Monday, April 24, 2006

Sweet sixteen

On April 24, 1990, astronomy took a great leap forward with the launch of the Hubble Space Telescope. Operated by the Space Telescope Science Institute and NASA, the telescope was named for Edwin Hubble, a pioneering astronomer and one of the first to realize the true vastness of the universe. His work led to the formulation of Hubble's Law, which states that the father away a galaxy is from Earth, the faster it is racing away...first evidence of the expansion of the universe.

(Incidentally, that last link will take you to the announcement of the most recent estimate of the age of the universe - about 13.7 billion years. Take that, Archbishop Ussher!)

The telescope has more than lived up to the exploratory spirit of its namesake. It has returned some of the most astonishing and fascinating pictures of stars, nebulae, galaxies, and other inhabitants of the universe. It has provided us with the first optical proof of the existence of black holes. It has helped unravel some of the diverse and complex processes that drive the birth and death of stars.

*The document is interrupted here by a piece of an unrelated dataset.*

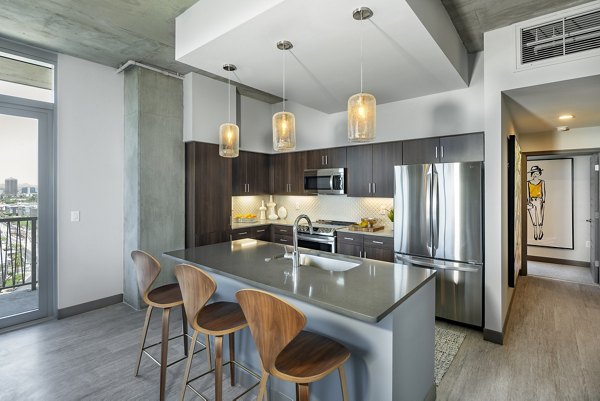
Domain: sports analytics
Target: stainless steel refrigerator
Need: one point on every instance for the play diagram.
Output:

And it has peered farther than ever before, both into the distance and into time. For the Hubble Ultra Deep Field survey, the telescope photographed a set of structures more than 13 billion light-years away; because a light-year is the distance traveled by light in one year, these pictures give us a view of a small slice of the universe as it looked more than 13 billion years ago.

Happy 16th birthday
, Hubble. Let's hope they can keep you going.